Alternatively we produce the same plot by creating a data frame to contain the grob and the coordinates, and then map these variable to the aesthetics using aes().

flavo.tb <- tibble(x = 0.02,
                   y = 0.95,
                   width = 1/2,
                   height = 1/4,
                   grob = list(grid::rasterGrob(image = Robinin)))

ggplot(data.tb, aes(x, y)) +
  geom_grob_npc(data = flavo.tb, 
                aes(label = grob, npcx = x, npcy = y, 
                    vp.width = width, vp.height = height)) +
  geom_point() +
  expand_limits(y = 55, x = 0)

Two geometries are based on existing ‘ggplot2’ geometries. They are almost like wrappers built on top of geom_text() and geom_label(). We give an example using geom_text_npc() to produce a “classic” labelling for facets matching the style of theme_classic() and traditional scientific journals’ design.

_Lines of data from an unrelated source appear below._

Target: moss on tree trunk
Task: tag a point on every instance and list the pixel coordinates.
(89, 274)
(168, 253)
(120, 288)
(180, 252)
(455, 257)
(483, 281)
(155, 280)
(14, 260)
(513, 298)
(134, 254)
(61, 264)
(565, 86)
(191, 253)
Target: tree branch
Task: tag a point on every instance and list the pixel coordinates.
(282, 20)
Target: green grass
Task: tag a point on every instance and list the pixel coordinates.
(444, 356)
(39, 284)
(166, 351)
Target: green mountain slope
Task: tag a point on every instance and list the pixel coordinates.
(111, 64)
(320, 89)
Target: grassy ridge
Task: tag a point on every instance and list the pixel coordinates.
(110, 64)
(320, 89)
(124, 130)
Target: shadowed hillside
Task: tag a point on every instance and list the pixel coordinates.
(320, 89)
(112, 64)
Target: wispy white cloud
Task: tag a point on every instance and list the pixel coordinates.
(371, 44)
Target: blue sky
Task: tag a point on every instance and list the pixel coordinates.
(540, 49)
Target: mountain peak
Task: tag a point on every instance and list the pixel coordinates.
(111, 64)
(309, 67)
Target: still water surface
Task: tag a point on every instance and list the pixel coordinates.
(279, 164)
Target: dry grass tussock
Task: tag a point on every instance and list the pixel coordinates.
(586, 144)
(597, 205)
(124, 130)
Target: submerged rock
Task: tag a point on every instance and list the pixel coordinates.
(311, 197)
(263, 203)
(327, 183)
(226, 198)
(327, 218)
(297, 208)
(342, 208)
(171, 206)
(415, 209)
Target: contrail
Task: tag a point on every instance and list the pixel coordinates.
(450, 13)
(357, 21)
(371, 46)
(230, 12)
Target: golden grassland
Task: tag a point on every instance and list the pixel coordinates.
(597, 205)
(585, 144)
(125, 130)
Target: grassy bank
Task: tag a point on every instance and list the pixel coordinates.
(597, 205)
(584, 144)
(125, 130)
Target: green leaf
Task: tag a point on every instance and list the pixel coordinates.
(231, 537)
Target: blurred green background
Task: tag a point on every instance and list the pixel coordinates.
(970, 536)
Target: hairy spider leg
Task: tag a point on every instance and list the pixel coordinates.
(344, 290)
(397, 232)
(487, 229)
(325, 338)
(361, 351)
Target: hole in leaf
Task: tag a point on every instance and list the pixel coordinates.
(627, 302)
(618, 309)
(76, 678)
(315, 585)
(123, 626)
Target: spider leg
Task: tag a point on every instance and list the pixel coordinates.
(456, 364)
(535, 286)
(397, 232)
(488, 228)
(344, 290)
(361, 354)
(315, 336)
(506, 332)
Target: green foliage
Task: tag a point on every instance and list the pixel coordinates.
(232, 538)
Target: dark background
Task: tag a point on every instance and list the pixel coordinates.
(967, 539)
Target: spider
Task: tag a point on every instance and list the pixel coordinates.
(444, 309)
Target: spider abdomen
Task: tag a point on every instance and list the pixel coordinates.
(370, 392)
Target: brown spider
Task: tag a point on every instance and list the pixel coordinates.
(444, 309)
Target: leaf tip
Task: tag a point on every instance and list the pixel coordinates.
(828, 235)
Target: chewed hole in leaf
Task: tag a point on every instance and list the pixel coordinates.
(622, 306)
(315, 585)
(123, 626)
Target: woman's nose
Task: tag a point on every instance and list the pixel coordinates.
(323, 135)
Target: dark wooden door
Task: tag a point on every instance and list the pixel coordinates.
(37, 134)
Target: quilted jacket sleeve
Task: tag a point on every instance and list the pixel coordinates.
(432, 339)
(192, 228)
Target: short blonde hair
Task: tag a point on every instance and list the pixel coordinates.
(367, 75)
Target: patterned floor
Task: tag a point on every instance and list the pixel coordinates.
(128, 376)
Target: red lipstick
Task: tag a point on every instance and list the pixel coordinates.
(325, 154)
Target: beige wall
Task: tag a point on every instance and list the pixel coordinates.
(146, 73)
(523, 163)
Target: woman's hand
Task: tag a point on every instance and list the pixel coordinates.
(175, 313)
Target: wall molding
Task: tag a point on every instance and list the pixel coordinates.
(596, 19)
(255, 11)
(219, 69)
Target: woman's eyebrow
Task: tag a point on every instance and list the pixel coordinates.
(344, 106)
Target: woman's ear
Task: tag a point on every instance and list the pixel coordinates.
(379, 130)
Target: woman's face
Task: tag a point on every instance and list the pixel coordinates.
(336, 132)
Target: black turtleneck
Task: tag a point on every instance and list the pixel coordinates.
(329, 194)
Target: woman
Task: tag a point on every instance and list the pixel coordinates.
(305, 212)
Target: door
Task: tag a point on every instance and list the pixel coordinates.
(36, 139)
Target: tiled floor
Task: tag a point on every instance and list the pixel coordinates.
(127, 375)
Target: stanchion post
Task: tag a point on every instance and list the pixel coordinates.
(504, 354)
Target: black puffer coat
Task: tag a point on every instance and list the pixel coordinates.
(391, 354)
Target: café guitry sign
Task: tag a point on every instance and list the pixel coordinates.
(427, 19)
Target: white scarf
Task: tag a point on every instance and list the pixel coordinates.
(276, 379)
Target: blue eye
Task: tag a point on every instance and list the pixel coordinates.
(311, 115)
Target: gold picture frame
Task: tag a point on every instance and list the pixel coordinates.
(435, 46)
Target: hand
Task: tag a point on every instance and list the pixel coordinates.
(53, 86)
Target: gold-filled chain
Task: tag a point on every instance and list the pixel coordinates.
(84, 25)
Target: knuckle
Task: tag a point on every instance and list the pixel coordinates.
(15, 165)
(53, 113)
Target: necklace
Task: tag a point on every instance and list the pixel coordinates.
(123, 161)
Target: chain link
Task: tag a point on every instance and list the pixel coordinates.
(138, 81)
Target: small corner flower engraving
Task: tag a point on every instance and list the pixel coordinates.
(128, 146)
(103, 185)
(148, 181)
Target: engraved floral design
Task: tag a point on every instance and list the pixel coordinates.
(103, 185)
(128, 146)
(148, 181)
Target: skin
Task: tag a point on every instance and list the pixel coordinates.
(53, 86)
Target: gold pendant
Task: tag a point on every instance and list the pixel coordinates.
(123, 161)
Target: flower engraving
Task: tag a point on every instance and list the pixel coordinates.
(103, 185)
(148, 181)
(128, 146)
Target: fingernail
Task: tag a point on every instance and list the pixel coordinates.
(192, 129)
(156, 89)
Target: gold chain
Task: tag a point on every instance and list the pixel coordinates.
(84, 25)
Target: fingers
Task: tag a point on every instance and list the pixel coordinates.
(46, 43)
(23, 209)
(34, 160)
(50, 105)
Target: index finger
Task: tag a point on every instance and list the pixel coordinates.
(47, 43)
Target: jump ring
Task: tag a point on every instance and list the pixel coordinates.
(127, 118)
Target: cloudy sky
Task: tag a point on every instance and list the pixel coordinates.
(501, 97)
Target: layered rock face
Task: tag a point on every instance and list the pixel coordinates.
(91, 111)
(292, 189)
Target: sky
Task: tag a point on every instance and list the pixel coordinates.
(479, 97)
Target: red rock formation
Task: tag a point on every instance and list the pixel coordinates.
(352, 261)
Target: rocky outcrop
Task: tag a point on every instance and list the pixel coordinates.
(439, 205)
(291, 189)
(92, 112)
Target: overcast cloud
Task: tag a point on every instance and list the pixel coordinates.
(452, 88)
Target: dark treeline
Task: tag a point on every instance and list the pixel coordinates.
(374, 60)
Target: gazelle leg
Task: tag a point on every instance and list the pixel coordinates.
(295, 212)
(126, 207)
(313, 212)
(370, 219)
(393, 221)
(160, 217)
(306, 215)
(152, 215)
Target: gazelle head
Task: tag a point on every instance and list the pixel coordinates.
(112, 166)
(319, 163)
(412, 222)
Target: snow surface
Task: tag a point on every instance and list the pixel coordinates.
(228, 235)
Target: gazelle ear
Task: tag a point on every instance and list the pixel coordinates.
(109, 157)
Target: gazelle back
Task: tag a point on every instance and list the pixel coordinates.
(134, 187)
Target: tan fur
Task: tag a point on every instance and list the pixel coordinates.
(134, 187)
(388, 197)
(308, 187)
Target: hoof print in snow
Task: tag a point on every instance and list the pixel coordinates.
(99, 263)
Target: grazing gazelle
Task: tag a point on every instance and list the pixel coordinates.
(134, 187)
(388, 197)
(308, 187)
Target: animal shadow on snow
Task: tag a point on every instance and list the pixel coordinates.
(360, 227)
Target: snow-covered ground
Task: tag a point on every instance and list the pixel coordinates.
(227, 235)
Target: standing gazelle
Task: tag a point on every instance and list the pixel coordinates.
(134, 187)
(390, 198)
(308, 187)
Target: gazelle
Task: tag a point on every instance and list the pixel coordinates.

corner_letters.tb <- tibble(label = LETTERS[1:4],
                            x = "left", 
                            y = "top",
                            cyl = c(4,5,6,8))
ggplot(mpg, aes(displ, hwy)) +
  geom_point() +
  facet_wrap(~cyl, scales = "free") +
  geom_text_npc(data = corner_letters.tb,
                aes(npcx = x, npcy = y, label = label)) +
  theme_classic() +
  theme(strip.background = element_blank(),
        strip.text.x = element_blank())

Marginal markings

‘ggplot2’ provides geom_rug(), geom_vline() and geom_hline(). Rug plots are intended to be used to represent distributions along the margins of plot. geom_vline() and geom_hline()are normally used to separate regions in a plot or to highlight important values along the x or y axis. When creating plots it is sometimes useful to put small marks along the axes, just inside the plotting area, similar to those in a rug plot, but like geom_vline() and geom_hline() in their purpose.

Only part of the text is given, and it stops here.